Upon opening my eyes I saw white walls and that lovely face. I smiled...then groaned. "Time to get up yet?" Trying to sit up, I found needles taped to my arm.
"Lie back," she said. "They put you under a sedative. You're in a partition connected with the hospital emergency room. For observation."
"That's what I'm asking you. Why did you leave home in the middle of the night, go up County 31, wrap your car around a tree and stagger off?"
"...Things are a little confused right now."
"I'll say. Patrolmen were investigating a fender bender in the fog over a hill on County Road 31. They had their blue and red lights on. Officers say you raced over the hill, slammed on brakes, veered off and crashed into a tree. Then got out and wandered off before they could see about you. They found you at a roadside amusement area. You were at an aquarium, looking through a big window in the side of a water tank with an octopus in it. One officer said you were babbling away like you expected instructions. They figured you were bonkers and put you in the ambulance."
"I have a slightly different view of what happened, but can't prove it. Call somebody to get this IV out of my arm. I'm fine now."
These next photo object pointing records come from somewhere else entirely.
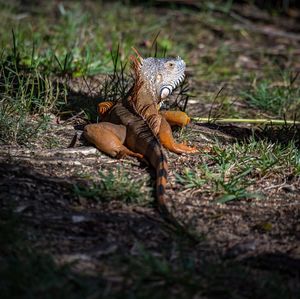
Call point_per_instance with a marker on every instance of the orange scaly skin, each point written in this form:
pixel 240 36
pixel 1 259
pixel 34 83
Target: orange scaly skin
pixel 169 118
pixel 133 126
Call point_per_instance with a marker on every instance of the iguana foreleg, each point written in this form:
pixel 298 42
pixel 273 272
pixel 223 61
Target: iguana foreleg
pixel 176 118
pixel 167 140
pixel 109 138
pixel 103 107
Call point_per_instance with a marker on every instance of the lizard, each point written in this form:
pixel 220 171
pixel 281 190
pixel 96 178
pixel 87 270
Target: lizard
pixel 133 125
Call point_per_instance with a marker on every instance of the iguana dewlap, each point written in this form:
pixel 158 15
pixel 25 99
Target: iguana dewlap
pixel 133 125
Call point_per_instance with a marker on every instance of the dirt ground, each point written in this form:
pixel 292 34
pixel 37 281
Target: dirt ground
pixel 250 247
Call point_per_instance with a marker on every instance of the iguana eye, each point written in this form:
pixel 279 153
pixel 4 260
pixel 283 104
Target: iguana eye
pixel 170 64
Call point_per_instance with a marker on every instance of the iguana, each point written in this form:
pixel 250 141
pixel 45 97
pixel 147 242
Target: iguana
pixel 133 125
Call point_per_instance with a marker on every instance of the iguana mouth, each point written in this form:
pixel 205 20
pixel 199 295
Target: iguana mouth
pixel 166 90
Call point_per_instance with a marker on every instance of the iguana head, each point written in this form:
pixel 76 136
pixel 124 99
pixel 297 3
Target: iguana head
pixel 162 75
pixel 158 76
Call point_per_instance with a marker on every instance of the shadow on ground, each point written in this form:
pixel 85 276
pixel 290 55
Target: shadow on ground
pixel 125 251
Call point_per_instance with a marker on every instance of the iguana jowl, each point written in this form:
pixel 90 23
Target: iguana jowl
pixel 134 126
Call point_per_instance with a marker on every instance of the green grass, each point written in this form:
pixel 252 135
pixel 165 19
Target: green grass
pixel 231 172
pixel 115 185
pixel 280 98
pixel 26 273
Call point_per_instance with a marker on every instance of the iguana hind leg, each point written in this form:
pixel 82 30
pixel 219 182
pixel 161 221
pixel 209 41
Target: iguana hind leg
pixel 109 138
pixel 103 107
pixel 176 118
pixel 167 140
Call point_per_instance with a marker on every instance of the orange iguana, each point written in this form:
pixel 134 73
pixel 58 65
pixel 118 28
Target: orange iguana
pixel 133 125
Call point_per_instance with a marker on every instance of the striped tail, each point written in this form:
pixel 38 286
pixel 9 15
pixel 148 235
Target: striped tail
pixel 158 161
pixel 161 179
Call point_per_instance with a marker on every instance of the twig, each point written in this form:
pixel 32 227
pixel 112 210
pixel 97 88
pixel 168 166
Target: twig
pixel 246 121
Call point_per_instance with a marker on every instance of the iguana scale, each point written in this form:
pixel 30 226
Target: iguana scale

Okay, I'm no longer bothered by solipsism . I'm an individual who perceives a vast sea of other real, aware beings. But it doesn't diminish me because I know there is an ear for my inspirations. As long as I like them, GW is part of my fan club. My intent is to make GW smile every chance I get. Maybe have a few groupies on the side.
Also, I might sneak back to that roadside aquarium and see my "guru" again. Our talk on mind and universe may seem peculiar, but it worked. Even my wife says I'm more fun now.